Introduction

Can an attractive girl, brought up in a small town, ever adjust to the sophisticated life of the big city? This is a frequently asked question, and one that should be explored on many separate levels-intellectual, emotional, moral, and others including the sexual level. Let us ask, then, can an attractive girl from a small town ever adjust sexually to the sophisticated, swinging life of the big city? Perhaps. But it takes quite an adjustment and quite a girl. All the years of moral upbringing have to be tossed to the wind and a new set of values, much less stringent, adopted.

Some girls make it and some don't. They usually have one thing in common at the outset: the desire to find fame, fortune, and/or a husband. Sometimes they accomplish all three, but most likely the dream explodes when this quest is not fulfilled. The final pages of stories about such girls will often mention suicide, mental breakdown, or retreat back to the small town. It takes a totally unique personality to "make it" in the big city.

Dr. Frank Tribur, Ph.D., in his book Today's Morals in Urban Life, states: "The young woman sets out for the top of the mountain. She wants fame and money and the right man. She is looking to find the realization of a dream, perhaps one she has been dreaming all her life long. She finds a job 'to tide her over' which is usually nondescript work in a dreary office, filled with dreary types who also arrived in the city to see their fortunes. And this is where she stays, unable to get any further, unable to adjust, unable to relate to anyone. The tears and frustrations of her moral upbringing on the farm or in the small city are constantly gnawing in the back of her head. Should she respond to the sexual advances of men (and even women), she will nevertheless feel guilty and it is the exceptional young woman who can find peace in such an atmosphere. She is suddenly in the midst of what she had been taught to be perversion and sin. How does one make such an abrupt change without guilt? And, we all know, guilt destroys."

Dr. Tribur notes that the "young girl coming to the big city in search of fame and fortune" is a cliche, but he also makes the point that cliches are often the most basic truth of all.

Anybody's Plaything by Mildred Thompson is based on that same cliche. Marvie Martin was voted the girl most likely to succeed as a model. She hated life in the small town as she attended high school, and she fled when she graduated. She remains very close to her parents, who love her enough to allow her to seek whatever it is she thinks she wants.

Marvie wants to be a top model, she wants her prince charming to come and sweep her off her feet, and she wants to make a lot of money. She goes for the jackpot, aims for the top of the mountain. And she comes crashing down.

What happens to Marvie Martin? She's shocked into the realization that sex is something everyone shares. After a terrifying experience in which she watches a sex act between two men-which could be enough to destroy a small town girl's mind all by itself-she is brutally raped. Her landlady throws her out, and she is befriended by Jean King, an older woman who works with Marvie. Jean seems to be a perfect roommate, loyal and loving, until Marvie realizes Jean is a swinger and sex is her life.
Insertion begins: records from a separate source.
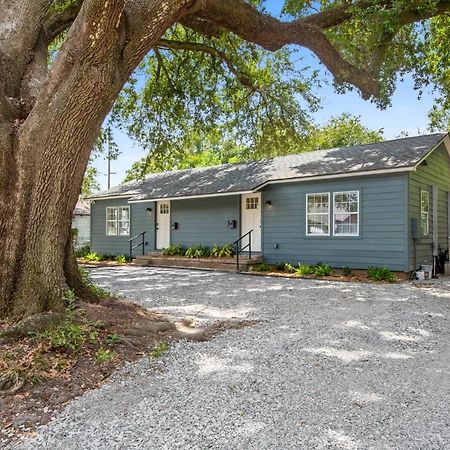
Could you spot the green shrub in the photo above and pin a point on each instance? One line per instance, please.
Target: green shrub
(68, 336)
(263, 267)
(347, 271)
(322, 270)
(224, 251)
(173, 250)
(83, 251)
(113, 339)
(159, 349)
(280, 266)
(91, 256)
(381, 274)
(121, 259)
(103, 356)
(289, 268)
(304, 269)
(198, 251)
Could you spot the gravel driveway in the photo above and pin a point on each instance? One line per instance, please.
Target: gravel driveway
(329, 366)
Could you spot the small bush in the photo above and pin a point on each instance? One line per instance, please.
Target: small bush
(113, 339)
(347, 271)
(159, 349)
(121, 259)
(381, 274)
(224, 251)
(198, 251)
(83, 251)
(173, 250)
(263, 267)
(289, 268)
(304, 269)
(322, 270)
(68, 336)
(91, 256)
(280, 266)
(103, 356)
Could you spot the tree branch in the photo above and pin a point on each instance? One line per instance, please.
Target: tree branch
(57, 22)
(270, 33)
(199, 47)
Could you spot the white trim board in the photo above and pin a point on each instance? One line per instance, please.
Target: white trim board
(186, 197)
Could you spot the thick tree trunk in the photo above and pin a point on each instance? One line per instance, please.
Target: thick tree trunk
(45, 145)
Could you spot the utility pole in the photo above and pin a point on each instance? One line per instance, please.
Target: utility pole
(109, 159)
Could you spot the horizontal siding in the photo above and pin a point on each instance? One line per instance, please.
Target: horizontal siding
(205, 221)
(435, 173)
(382, 240)
(100, 242)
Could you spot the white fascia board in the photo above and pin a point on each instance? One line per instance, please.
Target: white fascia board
(187, 197)
(334, 176)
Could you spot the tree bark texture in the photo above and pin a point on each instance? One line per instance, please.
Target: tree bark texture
(46, 136)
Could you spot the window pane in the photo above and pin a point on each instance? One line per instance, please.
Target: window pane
(111, 228)
(346, 213)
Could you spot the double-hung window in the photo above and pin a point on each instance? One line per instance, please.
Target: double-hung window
(118, 220)
(425, 212)
(346, 213)
(318, 214)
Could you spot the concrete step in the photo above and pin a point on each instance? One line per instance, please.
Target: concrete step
(221, 264)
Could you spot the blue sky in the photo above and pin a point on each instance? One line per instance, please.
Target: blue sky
(407, 114)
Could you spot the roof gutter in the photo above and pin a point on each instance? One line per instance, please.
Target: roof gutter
(187, 197)
(334, 176)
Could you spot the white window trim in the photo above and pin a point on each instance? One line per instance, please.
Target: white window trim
(307, 214)
(427, 213)
(117, 220)
(358, 214)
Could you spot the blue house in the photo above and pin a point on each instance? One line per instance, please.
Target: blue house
(382, 204)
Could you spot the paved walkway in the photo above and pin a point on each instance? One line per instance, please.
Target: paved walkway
(329, 366)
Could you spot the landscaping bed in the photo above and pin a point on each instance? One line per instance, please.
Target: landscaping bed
(325, 272)
(75, 351)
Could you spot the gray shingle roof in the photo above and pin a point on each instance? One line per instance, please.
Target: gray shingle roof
(228, 178)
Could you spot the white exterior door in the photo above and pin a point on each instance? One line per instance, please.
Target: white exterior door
(162, 224)
(251, 220)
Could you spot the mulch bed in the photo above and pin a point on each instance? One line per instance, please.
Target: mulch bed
(67, 374)
(359, 276)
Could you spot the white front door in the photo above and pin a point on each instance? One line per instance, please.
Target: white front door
(162, 224)
(251, 220)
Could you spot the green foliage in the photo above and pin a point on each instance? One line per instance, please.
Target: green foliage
(113, 339)
(69, 299)
(263, 267)
(224, 251)
(289, 268)
(322, 270)
(198, 251)
(381, 274)
(159, 349)
(173, 250)
(103, 356)
(83, 251)
(304, 269)
(68, 336)
(91, 256)
(121, 259)
(347, 271)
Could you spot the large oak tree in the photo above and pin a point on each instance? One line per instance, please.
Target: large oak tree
(51, 111)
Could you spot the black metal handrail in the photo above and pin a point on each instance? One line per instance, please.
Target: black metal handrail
(138, 245)
(239, 250)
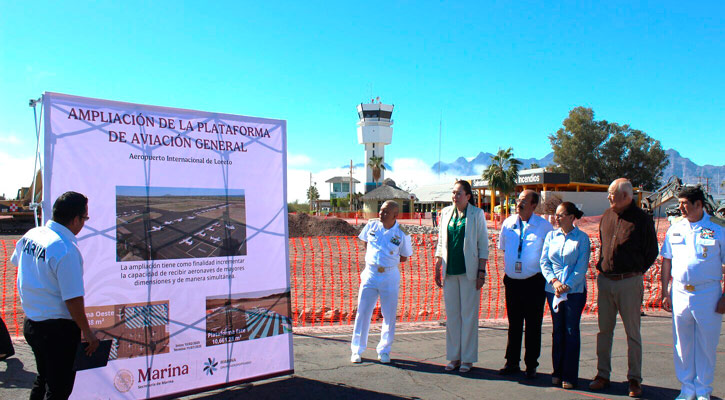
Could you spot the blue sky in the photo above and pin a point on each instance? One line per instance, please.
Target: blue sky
(500, 73)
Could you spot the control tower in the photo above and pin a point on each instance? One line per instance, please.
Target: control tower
(374, 130)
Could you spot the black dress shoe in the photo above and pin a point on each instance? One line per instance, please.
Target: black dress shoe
(509, 370)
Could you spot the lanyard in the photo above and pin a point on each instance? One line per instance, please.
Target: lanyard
(521, 237)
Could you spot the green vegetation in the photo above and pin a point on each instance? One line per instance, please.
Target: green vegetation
(599, 151)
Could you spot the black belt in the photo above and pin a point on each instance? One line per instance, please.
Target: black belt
(619, 277)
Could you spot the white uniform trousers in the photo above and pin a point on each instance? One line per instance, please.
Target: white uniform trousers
(374, 284)
(462, 304)
(696, 332)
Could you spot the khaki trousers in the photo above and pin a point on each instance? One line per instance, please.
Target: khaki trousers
(623, 297)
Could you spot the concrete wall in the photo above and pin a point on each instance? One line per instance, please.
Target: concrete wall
(592, 203)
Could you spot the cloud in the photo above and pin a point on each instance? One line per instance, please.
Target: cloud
(17, 172)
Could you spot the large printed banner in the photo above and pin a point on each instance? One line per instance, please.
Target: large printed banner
(185, 252)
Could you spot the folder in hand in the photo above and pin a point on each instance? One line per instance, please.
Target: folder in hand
(98, 359)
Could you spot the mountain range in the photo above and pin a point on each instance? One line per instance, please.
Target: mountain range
(679, 166)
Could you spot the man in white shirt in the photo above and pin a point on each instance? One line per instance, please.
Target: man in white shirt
(387, 245)
(522, 239)
(50, 284)
(693, 254)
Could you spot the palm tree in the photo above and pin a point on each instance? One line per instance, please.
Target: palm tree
(312, 196)
(502, 174)
(376, 163)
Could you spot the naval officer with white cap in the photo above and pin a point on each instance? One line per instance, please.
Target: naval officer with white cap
(693, 254)
(387, 245)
Marvie tries to adjust and conform to Jean's kind of life, realizing it is the only way to get near a modelling career. She undergoes mental torture as she tries everything-once-and then attempts to make it all work in her head, trying desperately to erase the guilt. Finally, she is driven to such a point in her relationships with various people-Jean; Phillip, the young photographer whom she loves; and Mark, Jean's sometimes lover-that she must make a decision about the rest of her life. Seeing all these people for what they are, she adds things up and comes up with an answer. And she acts on it.

In this book we have the cliche of the small town girl. We have the cliche of the big city and all its swinging people. We have the cliche of the casting couch. But anyone who has known a girl in this position or has been one, anyone who has lived in the sophisticated strata of the big urban centers, anyone who has tried to make it in the field of modelling or show business knows that these things are the reality of life. What we have here, taking a deeper look is a book based on simple reality and not on overused cliches.

Anybody's Plaything is an interesting study of a girl the reader will immediately know. She is a universal, someone seen every day on the streets of every city in the country. Marvie Martin is the girl next door, and we not only see her on the street, we get a deep look at what goes on behind her locked door at night.

And, as Dr. Tribur says, "Perhaps there is a little of this girl, this type of girl, in all of us."

Perhaps there is a little of Marvie Martin in all of us.